Previous studies in plant tissues demonstrated that the tocopherol content is light regulated (Lichtenthaler, 2007). To examine whether darkness affects HPT and MPBQ MT expression levels in olive mesocarp from Picual and Arbequina cultivars, olive branches were incubated at 25°C for 24 h in the darkness. Expression analysis showed a substantial decline of OeHPT and OeMPBQ MT transcript levels in both cultivars mostly during the first 3-6 h of treatment, remaining with small values the rest of the experiment ( Figure 8A ). In agreement with these results, a down-regulation of the HPT expression levels has also been observed in dark-grown tomato fruit and grapefruit (Gramegna et al., 2019; Rey et al., 2021c). In addition, Gálvez-Valdivieso et al. (2015) reported a fast and strong reduction of HPT transcripts in C. reinhardtii cells transferred to darkness. In the case of MPBQ MT, very low transcript levels were found in the leaves of Arabidopsis plants grown in the dark (Motohashi et al., 2003). These data indicate that HPT and MPBQ MT are regulated by light.

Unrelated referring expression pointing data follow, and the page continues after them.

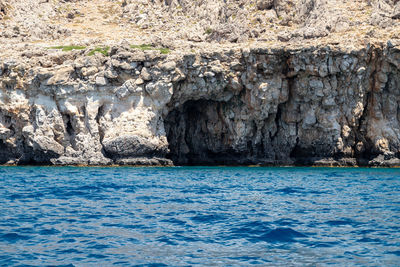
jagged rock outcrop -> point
(309, 106)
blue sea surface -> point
(220, 216)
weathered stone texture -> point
(316, 106)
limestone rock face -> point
(307, 106)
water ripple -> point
(199, 216)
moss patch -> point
(144, 47)
(102, 50)
(68, 47)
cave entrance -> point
(198, 134)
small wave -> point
(13, 237)
(396, 252)
(208, 218)
(51, 231)
(282, 235)
(369, 240)
(290, 190)
(342, 222)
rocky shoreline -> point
(325, 106)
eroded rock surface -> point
(309, 106)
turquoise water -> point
(65, 216)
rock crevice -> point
(311, 106)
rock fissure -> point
(309, 106)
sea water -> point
(69, 216)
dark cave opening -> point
(198, 134)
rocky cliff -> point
(326, 105)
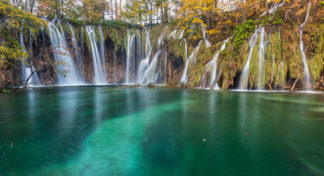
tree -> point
(12, 19)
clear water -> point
(160, 132)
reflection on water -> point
(120, 131)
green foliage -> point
(241, 32)
(277, 20)
(12, 20)
(6, 91)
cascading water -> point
(261, 53)
(181, 34)
(154, 73)
(61, 54)
(192, 58)
(102, 51)
(145, 62)
(273, 9)
(280, 74)
(186, 49)
(203, 29)
(99, 76)
(76, 49)
(245, 74)
(211, 66)
(173, 34)
(26, 70)
(151, 74)
(160, 40)
(301, 45)
(130, 47)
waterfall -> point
(245, 74)
(27, 70)
(102, 51)
(186, 49)
(145, 62)
(307, 74)
(130, 53)
(76, 49)
(63, 56)
(151, 74)
(99, 77)
(280, 73)
(43, 37)
(148, 47)
(261, 59)
(173, 34)
(192, 58)
(203, 29)
(160, 40)
(181, 34)
(212, 65)
(273, 9)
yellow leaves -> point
(212, 31)
(14, 17)
(197, 20)
(7, 54)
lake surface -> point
(103, 131)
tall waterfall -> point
(212, 65)
(76, 49)
(156, 70)
(130, 53)
(186, 49)
(262, 47)
(99, 76)
(61, 54)
(27, 70)
(102, 51)
(245, 74)
(280, 74)
(301, 45)
(145, 62)
(192, 58)
(203, 29)
(151, 74)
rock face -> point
(283, 66)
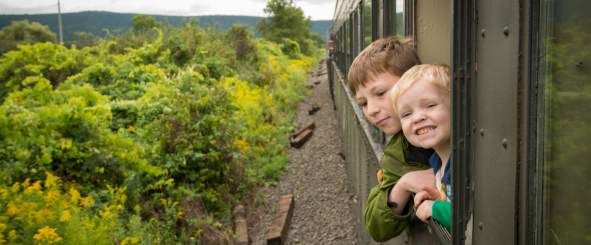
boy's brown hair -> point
(383, 55)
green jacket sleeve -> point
(381, 222)
(441, 212)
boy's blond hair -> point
(437, 75)
(383, 55)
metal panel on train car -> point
(434, 31)
(495, 115)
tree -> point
(285, 22)
(143, 23)
(24, 32)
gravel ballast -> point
(316, 177)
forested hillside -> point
(148, 137)
(96, 23)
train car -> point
(521, 108)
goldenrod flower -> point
(74, 196)
(66, 216)
(12, 209)
(86, 201)
(47, 235)
(51, 180)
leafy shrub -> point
(51, 61)
(65, 131)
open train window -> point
(564, 135)
(433, 30)
(393, 18)
(366, 22)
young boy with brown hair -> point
(421, 99)
(371, 76)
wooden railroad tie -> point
(277, 231)
(313, 109)
(300, 137)
(240, 226)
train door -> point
(521, 97)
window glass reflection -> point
(567, 129)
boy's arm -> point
(441, 212)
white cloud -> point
(320, 9)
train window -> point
(379, 18)
(366, 22)
(433, 31)
(399, 29)
(566, 73)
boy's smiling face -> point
(424, 114)
(373, 98)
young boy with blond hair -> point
(421, 99)
(404, 169)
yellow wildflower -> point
(12, 234)
(12, 209)
(35, 187)
(74, 196)
(4, 193)
(130, 241)
(86, 201)
(44, 215)
(26, 183)
(47, 235)
(51, 180)
(242, 145)
(16, 187)
(65, 217)
(51, 196)
(107, 214)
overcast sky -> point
(316, 9)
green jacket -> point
(441, 212)
(380, 221)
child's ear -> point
(409, 42)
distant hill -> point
(95, 21)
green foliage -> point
(24, 32)
(164, 133)
(286, 21)
(50, 61)
(291, 48)
(241, 39)
(85, 39)
(143, 23)
(65, 131)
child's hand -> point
(380, 175)
(426, 194)
(424, 211)
(417, 181)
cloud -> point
(9, 9)
(317, 2)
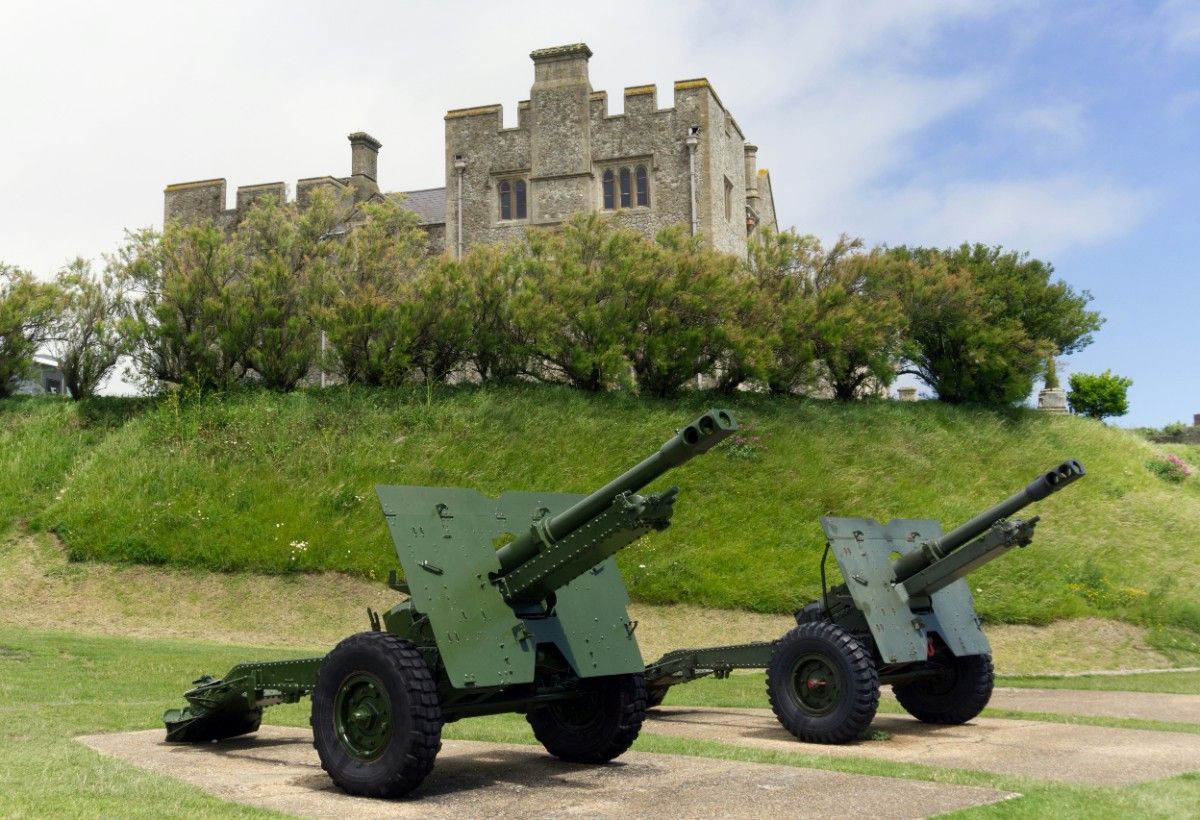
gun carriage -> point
(904, 617)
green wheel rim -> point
(816, 684)
(363, 716)
(580, 714)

Finally, the impact of wounding on the HPT and MPBQ MT gene expression levels was investigated for the first time. In particular, this effect was studied in the mesocarp of olive fruit from Picual and Arbequina cultivars subjected to mechanical damage from branches incubated at standard conditions. In both cultivars, OeHPT and OeMPBQ MT transcript levels exhibited a slight transient induction, showing peak values after 1 h of treatment and followed by a decrease, especially marked in the case of MPBQ MT ( Figure 8B ). Notably, a role for tocopherol biosynthesis in Arabidopsis basal immunity to bacterial infection has been recently proposed (Stahl et al., 2019). Specifically, a substantial increase of HPT gene expression levels was detected in Arabidopsis leaf in response to inoculation with Pseudomonas syringae, and an enhanced susceptibility toward P. syringae was observed in Arabidopsis vte2 mutant plants. In contrast, no significant differences in HPT and MPBQ MT transcript levels were found in sweet potato leaves infected with the bacterial pathogen Pectobacterium chrysanthemi compared to the control (Ji et al., 2016).